Monday, May 20, 2019

Parent's Love

A parent's love is indescribable. Though we have to live the life we're given, parents worry. A ton. It's not the same worry we feel for them. It's on a spiritual level that could gut a person if a child is yanked away. I cannot fathom the levels of which a child who was murdered in a school shooting to a parents' heart. In this day and age, there isn't much holding people back from diving into a deep depression (with good reason).

My 20 year old nephew went to my parents' house to live. They are in their 70's and I would say, it's not a bad idea having someone that young looking after them. He is a good kid...deep down inside. I can see a lot of my 20 year old self within his behavior. But he is less self-destructive. Listless and such, but has a very keen idea where his life has gone. He neither is shamed by his situation nor cares. A Millenial at the core, but...it doesn't seem to bother him. And if he's good with that, I have no problems either. My Mom, his grandmother, had a major issue. And it didn't dawn on me why until this past weekend.
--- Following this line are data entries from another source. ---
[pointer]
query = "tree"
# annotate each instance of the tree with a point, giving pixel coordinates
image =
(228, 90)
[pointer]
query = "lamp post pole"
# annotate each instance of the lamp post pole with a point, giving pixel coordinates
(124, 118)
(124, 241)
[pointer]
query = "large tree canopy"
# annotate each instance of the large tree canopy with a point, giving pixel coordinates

See, my Mom is internally hysterical person. On the outside she is strength. Stone cold sometimes, willing to listen and...well, a survivor. When my nephew came to live with her, she had massive reservations. My Dad, on the other hand, loves him dearly, because he shares our DNA. I understand. Family takes care of family. But a few things happens that no one ever considers. When my folks pass away, how will he deal with it. Having been reliant on responsible elderly adults is FAR different than being independent. It's not just the fact that they had passed on, it's that he is left with a void. And that silence could be deafening. I sense my Mom really doesn't want him to deal with their end. It was already crushing that his father wasn't there for him. Now if he had two people who did care for him "abandon" him, this is something that triggers a young man's psyche. In a sense, that is my Mom protecting him from the pain that comes with loss. I feel it already, and I haven't been there in over 20 years. That is a noble thought that I don't think my Mom can articulate.
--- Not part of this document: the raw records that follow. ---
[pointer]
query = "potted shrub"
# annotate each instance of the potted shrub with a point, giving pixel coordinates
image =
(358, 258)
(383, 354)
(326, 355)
A parent is always on guard. Worried, anxious and lying in wait for a tragedy. Imagine, not only thinking about their own lives but worrying about other lives as well. I can't even imagine, on an hourly basis how damaging this is to a person. If I had to think about it, I imagine it would feel like a constant water drip on your head in an underground wet basement. Torturous. Just waiting for the entire bucket.
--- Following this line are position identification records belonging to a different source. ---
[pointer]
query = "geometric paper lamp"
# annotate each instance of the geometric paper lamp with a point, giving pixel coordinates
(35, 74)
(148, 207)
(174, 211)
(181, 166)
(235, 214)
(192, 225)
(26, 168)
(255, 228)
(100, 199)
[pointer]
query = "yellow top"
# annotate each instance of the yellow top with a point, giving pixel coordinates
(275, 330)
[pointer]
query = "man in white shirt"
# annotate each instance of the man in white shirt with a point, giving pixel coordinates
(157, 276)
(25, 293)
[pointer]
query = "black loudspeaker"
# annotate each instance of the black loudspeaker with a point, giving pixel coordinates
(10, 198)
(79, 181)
I think the pain is insurmountable. I don't know how they get through it. I can barely consider myself. The pain of having others concern for you is the cycle that should be broken.

I remember in high school having the awful thought that being born is the worst thing that can happen to a lot of us. Because now we all owe a death. And none of it is fair.
A parent eventually understands these terms. It's crushing.
Hug your folks today, if you can. Family and friends are the most important.